DescriptionJoseph Hewes Document Signed. One page, 8.25" x 11.5"; Chowan County, North Carolina; August 10, 1777. A legal filing written in the hand of Benjamin Joy and signed by him, Joseph Hewes, and Archibald Corrie. In part: "Know all men by their presents that Mr. Benjamin Joy, Joseph Hewes, and Arch. Corry all of the County and State oferd. and hold and stand [paper loss affecting one word] bound unto Evan Skinner High Sheriff of the County...sum of one thousand pounds to the which payment will and truly to be made and done like bind ones selves and heirs and Exect. Administrators and signors family by these Presents Sealed with our Seal, and dated thei 10th Day of august 1777..." Boldly signed "Joseph Hewes".
On the reverse of the document is docket dated October 22, 1778, written and signed by Evan Skinner, Sheriff of Chowan County. "I Evan Skinner Sheriff of Chowan County do hereby assign the within obligation and condition to William Cumming the plaintiff therein named his [?] and administrators to be sued for according to the statute in such care made and provided in. Witness Whereof I have hereto set me hand and seal this 22nd day of October 1778. Evan Skinner Sheriff."
Condition: The document has flattened folds. There is a line of text that has suffered loss due to ink burn; with additional bits of paper loss at line 3, the "s" at the end of Hewes' signature, and the paraph and seal of Corry's signature.
Joseph Hewes (1730-1799), a signer of the Declaration of Independence, was born in Princeton, New Jersey. After graduating from Princeton University, he became an apprentice of a merchant and later became a very successful merchant in his own right.

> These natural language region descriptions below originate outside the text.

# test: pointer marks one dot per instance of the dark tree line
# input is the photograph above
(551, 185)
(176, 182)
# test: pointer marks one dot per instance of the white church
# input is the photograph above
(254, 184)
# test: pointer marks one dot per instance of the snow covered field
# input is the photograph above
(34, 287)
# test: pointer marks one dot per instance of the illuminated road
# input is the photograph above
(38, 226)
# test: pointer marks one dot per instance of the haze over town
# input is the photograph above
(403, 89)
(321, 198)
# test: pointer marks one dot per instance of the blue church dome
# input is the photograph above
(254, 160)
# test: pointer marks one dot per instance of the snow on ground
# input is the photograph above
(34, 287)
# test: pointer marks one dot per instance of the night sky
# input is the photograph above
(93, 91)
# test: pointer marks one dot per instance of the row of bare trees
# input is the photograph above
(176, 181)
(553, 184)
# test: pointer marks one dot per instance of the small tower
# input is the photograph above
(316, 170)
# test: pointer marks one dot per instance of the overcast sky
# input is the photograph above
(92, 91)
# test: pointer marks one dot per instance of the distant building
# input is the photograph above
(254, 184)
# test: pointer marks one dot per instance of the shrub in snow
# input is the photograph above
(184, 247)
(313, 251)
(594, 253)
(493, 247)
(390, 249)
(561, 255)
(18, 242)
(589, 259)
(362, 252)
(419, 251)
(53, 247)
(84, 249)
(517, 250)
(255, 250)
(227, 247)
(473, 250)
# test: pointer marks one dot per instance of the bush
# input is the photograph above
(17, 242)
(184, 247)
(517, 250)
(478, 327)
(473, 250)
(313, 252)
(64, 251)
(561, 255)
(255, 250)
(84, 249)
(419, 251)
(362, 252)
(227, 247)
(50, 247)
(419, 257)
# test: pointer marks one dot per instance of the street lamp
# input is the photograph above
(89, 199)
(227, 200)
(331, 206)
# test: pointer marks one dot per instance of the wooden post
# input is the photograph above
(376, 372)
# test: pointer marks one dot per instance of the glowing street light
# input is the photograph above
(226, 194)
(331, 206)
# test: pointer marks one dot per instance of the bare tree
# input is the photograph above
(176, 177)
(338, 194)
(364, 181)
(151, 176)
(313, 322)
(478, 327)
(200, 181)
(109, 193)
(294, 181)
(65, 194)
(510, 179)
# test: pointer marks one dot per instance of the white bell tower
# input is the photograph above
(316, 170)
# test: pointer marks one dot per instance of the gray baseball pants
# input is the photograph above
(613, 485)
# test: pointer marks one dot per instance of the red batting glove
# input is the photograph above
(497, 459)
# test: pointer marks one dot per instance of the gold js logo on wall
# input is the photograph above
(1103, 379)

Hewes moved to North Carolina at the age of 30 and was elected to that colony's legislature in 1763. After being re-elected numerous times in the legislature, Hewes was chosen as one of North Carolina's representatives to the Continental Congress. At the start of the American Revolution, Hewes, a successful ship owner, put his entire fleet at the disposal of the Continental Navy. As secretary of the Naval Affairs Committee of the Continental Congress, he was, in effect, America's first secretary of the Navy. A member of the Continental Congress (1774-1776) and a signer of the Declaration of Independence, Hewes accepted reelection to Congress in 1779 despite health problems, but failed to retain his seat and died a few months later.